En refermant le troisième et dernier tome d’1Q84, je me suis dit qu’il me faudrait un moment avant de rouvrir un livre de Murakami. Alors que j’avais grandement apprécié la Course au mouton sauvage ou les Chroniques de l’oiseau à ressort, cette trilogie qui traînait en longueur, remplie d’incohérences et de pistes abandonnées en cours de route, m’a plutôt dégoûté des visions oniriques du plus célèbres des écrivains contemporains du Japon.

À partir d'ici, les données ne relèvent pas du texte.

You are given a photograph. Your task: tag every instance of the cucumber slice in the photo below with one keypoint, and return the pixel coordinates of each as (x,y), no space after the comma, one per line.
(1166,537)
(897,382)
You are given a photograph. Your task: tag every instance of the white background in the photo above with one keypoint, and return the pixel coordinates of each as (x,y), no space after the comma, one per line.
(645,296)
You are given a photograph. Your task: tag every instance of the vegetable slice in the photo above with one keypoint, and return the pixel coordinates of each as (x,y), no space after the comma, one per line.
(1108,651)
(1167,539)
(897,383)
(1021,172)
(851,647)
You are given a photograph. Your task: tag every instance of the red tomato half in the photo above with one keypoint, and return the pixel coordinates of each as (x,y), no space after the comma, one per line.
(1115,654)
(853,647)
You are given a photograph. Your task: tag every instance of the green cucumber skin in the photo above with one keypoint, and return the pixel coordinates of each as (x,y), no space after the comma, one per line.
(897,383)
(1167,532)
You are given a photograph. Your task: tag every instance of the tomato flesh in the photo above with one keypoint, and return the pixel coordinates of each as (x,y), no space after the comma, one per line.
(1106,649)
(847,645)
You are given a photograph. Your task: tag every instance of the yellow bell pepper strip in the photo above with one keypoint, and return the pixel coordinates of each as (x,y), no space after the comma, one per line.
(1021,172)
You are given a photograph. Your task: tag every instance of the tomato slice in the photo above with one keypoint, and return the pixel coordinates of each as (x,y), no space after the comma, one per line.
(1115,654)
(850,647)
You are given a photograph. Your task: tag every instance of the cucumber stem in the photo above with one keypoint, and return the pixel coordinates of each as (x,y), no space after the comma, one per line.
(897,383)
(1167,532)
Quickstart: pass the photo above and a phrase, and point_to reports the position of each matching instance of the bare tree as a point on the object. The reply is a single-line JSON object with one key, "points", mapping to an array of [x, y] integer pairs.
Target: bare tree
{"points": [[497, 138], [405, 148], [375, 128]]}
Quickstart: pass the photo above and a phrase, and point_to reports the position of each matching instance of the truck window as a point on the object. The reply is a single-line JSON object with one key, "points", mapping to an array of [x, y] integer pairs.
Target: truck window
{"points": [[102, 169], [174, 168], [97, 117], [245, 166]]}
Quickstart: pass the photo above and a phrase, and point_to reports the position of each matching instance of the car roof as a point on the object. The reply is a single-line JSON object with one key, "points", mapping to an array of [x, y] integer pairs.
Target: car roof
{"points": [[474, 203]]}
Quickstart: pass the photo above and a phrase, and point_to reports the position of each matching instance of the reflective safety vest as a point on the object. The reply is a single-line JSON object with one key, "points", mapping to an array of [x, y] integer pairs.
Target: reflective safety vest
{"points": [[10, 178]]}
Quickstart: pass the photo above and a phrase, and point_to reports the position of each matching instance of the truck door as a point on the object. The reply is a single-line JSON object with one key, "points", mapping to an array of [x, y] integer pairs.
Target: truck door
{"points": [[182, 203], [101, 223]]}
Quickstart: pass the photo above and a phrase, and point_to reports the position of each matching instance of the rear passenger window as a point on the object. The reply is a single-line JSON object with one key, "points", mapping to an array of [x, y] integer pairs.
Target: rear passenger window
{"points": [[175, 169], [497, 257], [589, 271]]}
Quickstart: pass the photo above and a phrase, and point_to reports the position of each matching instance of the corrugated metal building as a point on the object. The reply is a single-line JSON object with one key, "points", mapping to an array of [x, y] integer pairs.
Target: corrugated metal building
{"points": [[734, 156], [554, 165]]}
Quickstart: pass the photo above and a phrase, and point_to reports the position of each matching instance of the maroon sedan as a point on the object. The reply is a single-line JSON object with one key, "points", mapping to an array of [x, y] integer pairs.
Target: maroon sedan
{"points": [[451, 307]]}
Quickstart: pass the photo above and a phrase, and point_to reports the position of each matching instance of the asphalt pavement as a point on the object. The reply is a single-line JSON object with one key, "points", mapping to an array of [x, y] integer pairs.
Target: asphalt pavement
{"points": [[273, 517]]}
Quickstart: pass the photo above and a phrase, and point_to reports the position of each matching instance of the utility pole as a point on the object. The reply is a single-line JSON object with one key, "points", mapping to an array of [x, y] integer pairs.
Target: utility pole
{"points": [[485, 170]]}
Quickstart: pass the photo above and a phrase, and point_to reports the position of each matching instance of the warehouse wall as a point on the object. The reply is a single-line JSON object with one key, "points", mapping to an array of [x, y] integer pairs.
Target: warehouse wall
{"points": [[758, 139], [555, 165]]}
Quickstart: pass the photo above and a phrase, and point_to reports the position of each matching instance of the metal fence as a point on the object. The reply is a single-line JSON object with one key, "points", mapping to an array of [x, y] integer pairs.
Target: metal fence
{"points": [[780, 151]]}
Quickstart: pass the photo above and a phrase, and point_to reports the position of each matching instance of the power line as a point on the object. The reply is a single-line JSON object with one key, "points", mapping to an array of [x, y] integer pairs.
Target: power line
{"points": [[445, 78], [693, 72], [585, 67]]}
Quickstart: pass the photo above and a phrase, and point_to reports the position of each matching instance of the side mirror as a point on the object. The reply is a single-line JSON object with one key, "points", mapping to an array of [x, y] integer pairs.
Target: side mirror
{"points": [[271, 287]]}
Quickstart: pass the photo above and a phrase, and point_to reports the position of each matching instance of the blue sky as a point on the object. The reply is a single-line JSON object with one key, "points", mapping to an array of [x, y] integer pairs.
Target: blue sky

Puis, sachant que ce serait une toute autre affaire, je me suis laissé tenter par Underground, son excellent travail autour des attentats au gaz sarin dans le métro de Tokyo. Un peu réconcilié avec Murakami, j’ai fini par ouvrir avec réticence son dernier roman, L’incolore Tsukuru Tazaki et ses années de pèlerinage, prêt à le lâcher au moindre signe de manque d’inspiration. Dès les premières pages, une phrase m’a donné espoir : de Tsukuru Tazaki, tenté à une période de sa vie par la mort, il est dit qu’il « ne faisait pas le moindre rêve ». Cette petite phrase toute simple laissait augurer un certain changement, peut-être même une nouvelle veine, loin des scènes de rêve en pilotage automatique d’1Q84.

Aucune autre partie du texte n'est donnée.